What’s more, sometimes special forensic tools are critical to recovering data. For example, a forensic specialist reports he recently used forensic tools to recover deleted email by accessing the “shadow” copy maintained for disaster recovery on the hard drive of a Windows PC.

Is the User Given Good Legal Disclosure?

When a user syncs a device with something else, there’s never a sensational notice like this: “Warning. By syncing your phone, you are creating backup records of photos and text messages that can be discovered by the police or your ex-spouse in a legal investigation.” Users are often presented lengthy (boring) terms and conditions, but few users scroll screen-after-screen on their mobile devices to read and absorb the
implications of the terms. As the adjacent photo shows, the terms may say that nonspecific, neutral-sounding “content” will be stored, but rarely do users cogitate over that word.

When a user sets up syncing, they may create a password that they then forget. Sometimes the only practical way to access the synced backup records is by using the device from which the records originally came. For instance, an app on a phone may be causing records to be stored on a social media or cloud site. The only practical way for the investigator to get credentials for logging onto the site might be to use the app as it is installed and configured on the phone.

With appropriate authority, a talented investigator can reset passwords and recover forgotten accounts. Authority might come from, for example, user consent, a court order or a BYOD agreement between the user and her employer. 

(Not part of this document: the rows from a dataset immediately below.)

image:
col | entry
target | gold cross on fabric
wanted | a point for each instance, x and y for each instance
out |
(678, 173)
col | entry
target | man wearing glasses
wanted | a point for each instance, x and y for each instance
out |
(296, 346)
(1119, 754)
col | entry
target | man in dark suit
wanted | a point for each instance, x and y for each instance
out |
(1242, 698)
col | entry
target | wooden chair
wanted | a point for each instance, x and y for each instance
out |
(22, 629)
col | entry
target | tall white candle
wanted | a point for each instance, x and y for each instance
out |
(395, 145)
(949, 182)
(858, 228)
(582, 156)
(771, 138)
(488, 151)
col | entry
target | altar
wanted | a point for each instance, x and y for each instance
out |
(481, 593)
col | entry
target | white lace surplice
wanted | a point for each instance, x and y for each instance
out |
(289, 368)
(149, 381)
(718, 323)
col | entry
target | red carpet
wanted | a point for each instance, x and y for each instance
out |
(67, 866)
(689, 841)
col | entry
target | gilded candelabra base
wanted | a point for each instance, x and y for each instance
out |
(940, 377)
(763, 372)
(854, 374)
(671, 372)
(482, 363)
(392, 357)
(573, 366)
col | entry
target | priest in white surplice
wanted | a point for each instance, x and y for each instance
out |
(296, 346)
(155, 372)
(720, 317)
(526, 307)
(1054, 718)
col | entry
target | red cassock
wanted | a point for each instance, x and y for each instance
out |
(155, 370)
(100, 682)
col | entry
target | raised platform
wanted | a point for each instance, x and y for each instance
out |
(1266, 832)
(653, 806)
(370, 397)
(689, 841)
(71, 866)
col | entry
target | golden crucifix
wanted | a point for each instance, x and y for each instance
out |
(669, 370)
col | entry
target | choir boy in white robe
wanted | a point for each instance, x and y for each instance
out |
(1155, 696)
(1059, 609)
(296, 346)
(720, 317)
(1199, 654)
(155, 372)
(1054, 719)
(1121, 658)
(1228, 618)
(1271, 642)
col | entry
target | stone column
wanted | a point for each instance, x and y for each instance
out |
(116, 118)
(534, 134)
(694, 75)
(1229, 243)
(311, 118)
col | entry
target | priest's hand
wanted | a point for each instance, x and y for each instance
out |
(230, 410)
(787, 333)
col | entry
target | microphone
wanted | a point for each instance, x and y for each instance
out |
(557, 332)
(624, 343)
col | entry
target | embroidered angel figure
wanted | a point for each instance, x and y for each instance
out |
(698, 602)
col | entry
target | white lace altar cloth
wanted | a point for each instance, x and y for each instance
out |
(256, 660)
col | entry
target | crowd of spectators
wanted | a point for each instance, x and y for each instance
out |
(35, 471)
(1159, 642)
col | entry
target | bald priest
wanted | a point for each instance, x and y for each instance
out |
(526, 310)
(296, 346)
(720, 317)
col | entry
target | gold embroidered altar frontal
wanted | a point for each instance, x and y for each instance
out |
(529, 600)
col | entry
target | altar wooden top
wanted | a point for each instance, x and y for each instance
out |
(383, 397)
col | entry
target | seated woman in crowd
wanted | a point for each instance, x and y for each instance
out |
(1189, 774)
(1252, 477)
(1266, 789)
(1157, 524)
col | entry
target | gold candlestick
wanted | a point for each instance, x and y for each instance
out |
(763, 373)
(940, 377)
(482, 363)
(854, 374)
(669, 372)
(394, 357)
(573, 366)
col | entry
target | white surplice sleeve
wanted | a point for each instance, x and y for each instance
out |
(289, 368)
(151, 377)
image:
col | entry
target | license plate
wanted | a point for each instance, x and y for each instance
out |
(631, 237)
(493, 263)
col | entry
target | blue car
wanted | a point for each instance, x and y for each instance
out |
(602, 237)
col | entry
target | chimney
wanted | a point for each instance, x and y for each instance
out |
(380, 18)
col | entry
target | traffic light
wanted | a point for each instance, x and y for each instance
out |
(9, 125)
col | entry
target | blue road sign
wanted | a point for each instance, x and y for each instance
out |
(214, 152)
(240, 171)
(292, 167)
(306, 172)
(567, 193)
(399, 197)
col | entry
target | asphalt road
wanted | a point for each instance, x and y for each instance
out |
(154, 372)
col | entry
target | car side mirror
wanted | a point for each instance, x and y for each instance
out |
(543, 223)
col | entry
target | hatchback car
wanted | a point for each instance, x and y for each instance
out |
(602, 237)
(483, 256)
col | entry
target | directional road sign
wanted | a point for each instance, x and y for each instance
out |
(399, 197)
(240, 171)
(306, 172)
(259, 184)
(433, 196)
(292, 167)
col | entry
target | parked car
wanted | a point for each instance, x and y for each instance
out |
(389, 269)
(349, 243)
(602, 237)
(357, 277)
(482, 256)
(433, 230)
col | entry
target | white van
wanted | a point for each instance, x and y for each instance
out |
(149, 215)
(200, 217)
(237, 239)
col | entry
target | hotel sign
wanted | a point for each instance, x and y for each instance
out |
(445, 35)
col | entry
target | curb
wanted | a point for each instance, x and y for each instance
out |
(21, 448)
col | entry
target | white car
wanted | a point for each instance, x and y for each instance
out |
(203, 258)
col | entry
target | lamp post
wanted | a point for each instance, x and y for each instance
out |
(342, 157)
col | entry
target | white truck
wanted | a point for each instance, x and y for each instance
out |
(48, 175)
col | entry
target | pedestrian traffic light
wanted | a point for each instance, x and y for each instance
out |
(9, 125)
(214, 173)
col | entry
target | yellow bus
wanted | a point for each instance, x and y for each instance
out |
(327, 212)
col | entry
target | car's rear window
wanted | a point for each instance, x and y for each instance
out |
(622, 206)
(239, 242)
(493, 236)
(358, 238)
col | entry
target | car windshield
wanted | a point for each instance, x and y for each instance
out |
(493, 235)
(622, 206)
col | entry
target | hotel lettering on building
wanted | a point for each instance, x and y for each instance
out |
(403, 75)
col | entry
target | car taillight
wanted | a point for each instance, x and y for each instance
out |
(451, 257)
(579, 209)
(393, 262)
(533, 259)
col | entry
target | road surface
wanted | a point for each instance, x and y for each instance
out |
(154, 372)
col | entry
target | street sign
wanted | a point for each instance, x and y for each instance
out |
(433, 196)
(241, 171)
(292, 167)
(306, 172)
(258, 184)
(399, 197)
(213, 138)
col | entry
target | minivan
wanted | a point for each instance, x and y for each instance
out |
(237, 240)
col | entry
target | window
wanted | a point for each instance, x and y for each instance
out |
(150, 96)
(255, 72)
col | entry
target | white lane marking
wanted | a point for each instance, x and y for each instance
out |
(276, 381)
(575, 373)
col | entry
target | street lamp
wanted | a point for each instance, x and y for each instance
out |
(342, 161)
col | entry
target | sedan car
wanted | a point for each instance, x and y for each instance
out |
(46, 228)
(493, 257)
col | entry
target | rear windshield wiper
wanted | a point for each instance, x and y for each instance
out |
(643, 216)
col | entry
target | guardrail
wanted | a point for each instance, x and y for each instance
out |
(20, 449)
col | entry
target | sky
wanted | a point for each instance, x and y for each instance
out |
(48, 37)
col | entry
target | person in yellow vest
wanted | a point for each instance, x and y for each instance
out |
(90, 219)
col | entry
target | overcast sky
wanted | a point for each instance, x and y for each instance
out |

iCloud and iPhoto Pitfalls

Apple's iCloud is notorious for storing records in ways that confuse iPhone or iPad users. This confusion has contributed to a scandal around nude celebrity photos.  Remarkably, a user (like a celebrity) can delete photos from his/her iPhone but not realize they are still stored in iCloud, waiting to be discovered by an investigator . . . or a hacker.
Like pink stain in
"The Cat In The Hat Comes Back,"
data won't disappear.
Further, even if the user has figured out how to delete the photos from iPhone/iPad and iCloud, they can still be backed up in iPhoto on the user's Mac desktop or laptop. Getting rid of all the data requires extraordinary diligence!